[llvm] [NVPTX] Combine addressing-mode variants of ld, st, wmma (PR #129102)
via llvm-commits
llvm-commits at lists.llvm.org
Thu Feb 27 11:00:16 PST 2025
llvmbot wrote:
<!--LLVM PR SUMMARY COMMENT-->
@llvm/pr-subscribers-backend-nvptx
Author: Alex MacLean (AlexMaclean)
<details>
<summary>Changes</summary>
This change fold together the _ari, _ari64, and _asi variants of these instructions into a single instruction capable of holding any address.
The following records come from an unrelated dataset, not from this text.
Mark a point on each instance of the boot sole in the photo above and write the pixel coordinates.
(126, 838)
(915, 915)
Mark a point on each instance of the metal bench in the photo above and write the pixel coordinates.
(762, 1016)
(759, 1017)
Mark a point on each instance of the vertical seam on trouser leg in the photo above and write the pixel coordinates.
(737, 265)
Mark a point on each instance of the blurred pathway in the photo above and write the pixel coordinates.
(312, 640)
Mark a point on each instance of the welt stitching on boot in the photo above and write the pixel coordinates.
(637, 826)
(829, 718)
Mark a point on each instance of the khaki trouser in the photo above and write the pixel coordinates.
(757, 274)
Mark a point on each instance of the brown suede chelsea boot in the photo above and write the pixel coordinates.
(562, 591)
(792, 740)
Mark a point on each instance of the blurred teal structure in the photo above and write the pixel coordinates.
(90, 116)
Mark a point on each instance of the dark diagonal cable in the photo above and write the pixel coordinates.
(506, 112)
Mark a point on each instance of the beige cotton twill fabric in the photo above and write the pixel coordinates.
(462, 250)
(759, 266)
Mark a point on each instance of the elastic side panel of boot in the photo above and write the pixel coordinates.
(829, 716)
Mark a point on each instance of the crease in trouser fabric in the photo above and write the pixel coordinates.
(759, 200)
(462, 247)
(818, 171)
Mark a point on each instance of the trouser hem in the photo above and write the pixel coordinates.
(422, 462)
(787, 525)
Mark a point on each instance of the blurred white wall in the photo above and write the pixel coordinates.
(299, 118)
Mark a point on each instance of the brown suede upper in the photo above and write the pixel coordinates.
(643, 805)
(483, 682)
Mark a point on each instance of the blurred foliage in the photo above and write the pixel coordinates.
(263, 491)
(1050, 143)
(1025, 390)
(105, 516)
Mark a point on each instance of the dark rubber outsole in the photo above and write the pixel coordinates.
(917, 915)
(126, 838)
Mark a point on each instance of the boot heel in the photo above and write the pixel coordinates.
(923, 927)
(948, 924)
This allows for the removal of a lot of unnecessary code and moves us towards a standard way of representing an address in NVPTX.
---
Patch is 58.94 KiB, truncated to 20.00 KiB below, full version: https://github.com/llvm/llvm-project/pull/129102.diff
5 Files Affected:
- (modified) llvm/lib/Target/NVPTX/NVPTXISelDAGToDAG.cpp (+157-410)
- (modified) llvm/lib/Target/NVPTX/NVPTXISelDAGToDAG.h (+1-11)
- (modified) llvm/lib/Target/NVPTX/NVPTXInstrInfo.td (+51-139)
- (modified) llvm/lib/Target/NVPTX/NVPTXIntrinsics.td (+78-128)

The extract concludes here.